Immune defense mechanisms against a systemic bacterial infection in the cat flea (Ctenocephalides felis)

Abstract

A significant amount of work has been devoted towards understanding the cellular and humoral immune responses in arthropod vectors. Although fleas (Siphonaptera) are vectors of numerous bacterial pathogens, few studies have examined how these insects defend themselves from infection. In this study, we investigated the immune defense mechanisms in the hemocoel of cat fleas (Ctenocephalides felis), currently the most important flea pest of humans and many domestic animals. Using model species of bacteria (Micrococcus luteus, Serratia marcescens, and Escherichia coli), we delivered a systemic infection and measured the following: antimicrobial activity of hemolymph, levels of free radicals resulting from the induction of oxidase-based pathways, number of circulating hemocytes, phagocytosis activity of circulating hemocytes, and in vivo bacteria killing efficiency when phagocytosis activity is limited.

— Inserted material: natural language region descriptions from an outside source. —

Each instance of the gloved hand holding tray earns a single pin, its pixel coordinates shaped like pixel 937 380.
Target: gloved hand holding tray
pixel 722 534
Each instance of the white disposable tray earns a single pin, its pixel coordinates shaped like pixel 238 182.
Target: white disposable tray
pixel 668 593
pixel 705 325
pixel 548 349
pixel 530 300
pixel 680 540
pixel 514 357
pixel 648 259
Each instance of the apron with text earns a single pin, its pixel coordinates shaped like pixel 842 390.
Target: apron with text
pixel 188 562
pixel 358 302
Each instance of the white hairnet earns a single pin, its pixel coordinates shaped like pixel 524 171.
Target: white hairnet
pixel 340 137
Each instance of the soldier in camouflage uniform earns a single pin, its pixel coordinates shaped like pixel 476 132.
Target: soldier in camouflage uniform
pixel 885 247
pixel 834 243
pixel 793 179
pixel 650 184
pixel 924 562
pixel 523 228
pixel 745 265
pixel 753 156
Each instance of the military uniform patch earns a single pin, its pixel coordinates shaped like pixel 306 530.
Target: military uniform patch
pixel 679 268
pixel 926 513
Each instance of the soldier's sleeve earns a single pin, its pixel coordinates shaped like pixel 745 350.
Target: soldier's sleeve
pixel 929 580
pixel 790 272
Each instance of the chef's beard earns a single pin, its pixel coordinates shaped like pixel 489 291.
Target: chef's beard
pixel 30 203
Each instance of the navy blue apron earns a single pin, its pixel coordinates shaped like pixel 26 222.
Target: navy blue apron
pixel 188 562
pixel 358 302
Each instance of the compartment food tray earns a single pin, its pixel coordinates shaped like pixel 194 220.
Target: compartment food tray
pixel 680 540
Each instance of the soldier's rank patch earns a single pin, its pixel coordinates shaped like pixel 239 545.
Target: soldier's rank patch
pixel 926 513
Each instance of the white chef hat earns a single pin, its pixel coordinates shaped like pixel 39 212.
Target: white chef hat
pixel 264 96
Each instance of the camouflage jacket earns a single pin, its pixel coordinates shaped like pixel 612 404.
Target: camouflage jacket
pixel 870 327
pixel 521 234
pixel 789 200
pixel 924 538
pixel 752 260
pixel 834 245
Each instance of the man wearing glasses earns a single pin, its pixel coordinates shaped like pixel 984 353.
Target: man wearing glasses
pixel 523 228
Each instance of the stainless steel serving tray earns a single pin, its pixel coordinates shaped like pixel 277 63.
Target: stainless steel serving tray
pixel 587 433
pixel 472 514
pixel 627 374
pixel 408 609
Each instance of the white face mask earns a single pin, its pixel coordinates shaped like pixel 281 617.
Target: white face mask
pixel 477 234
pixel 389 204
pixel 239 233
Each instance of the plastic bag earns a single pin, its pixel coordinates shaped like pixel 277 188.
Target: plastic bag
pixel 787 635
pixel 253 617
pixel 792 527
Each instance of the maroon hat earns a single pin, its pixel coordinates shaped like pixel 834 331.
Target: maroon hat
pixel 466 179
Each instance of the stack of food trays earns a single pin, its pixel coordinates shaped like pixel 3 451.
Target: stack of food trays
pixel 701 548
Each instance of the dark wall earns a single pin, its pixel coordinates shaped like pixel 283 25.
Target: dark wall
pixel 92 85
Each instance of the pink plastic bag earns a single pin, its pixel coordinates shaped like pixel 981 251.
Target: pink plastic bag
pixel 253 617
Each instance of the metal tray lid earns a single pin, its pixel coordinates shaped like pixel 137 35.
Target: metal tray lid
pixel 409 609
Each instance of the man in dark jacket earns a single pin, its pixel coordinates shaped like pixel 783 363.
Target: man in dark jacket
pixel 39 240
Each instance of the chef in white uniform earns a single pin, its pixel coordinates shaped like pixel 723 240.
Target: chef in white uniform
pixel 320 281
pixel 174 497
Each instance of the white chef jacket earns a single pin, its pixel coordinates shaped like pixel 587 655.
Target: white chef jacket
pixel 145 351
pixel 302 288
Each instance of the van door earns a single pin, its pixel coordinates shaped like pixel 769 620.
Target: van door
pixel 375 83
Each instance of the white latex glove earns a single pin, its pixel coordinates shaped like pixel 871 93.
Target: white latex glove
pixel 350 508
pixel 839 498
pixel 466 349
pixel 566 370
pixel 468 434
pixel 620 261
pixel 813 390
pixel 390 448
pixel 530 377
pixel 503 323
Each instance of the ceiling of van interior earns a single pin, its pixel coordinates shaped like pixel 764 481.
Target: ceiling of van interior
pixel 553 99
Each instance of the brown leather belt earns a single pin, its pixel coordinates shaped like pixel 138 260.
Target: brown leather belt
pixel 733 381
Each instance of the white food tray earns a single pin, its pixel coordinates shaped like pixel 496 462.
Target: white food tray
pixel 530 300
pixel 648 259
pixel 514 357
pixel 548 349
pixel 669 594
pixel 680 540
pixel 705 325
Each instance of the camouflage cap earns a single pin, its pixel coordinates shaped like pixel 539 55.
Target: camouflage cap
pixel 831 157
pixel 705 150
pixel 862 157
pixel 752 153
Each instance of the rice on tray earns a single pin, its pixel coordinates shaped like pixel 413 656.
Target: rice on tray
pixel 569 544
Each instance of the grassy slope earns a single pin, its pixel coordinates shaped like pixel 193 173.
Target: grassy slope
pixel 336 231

Our results show that the antimicrobial activity of flea hemolymph increases in response to certain species of bacteria; yet, a systemic infection with the same bacterial species did not influence levels of hydrogen peroxide (H2O2), a reactive intermediate of oxygen, at the same time. Additionally, the number of circulating hemocytes increases in response to E. coli infection, and these cells display strong phagocytic activity against this bacterium. Moreover, limiting phagocytosis by injecting polystyrene beads subsequently increases flea susceptibility to E. coli infection when compared to injury controls; however, impairing the cellular immune response itself did not increase flea susceptibility to infection when compared to untreated fleas. Overall, this work yields significant insight into how fleas interact with bacterial pathogens in their hemocoel, and suggests that cellular and humoral immune responses cooperate to combat systemic bacterial infections.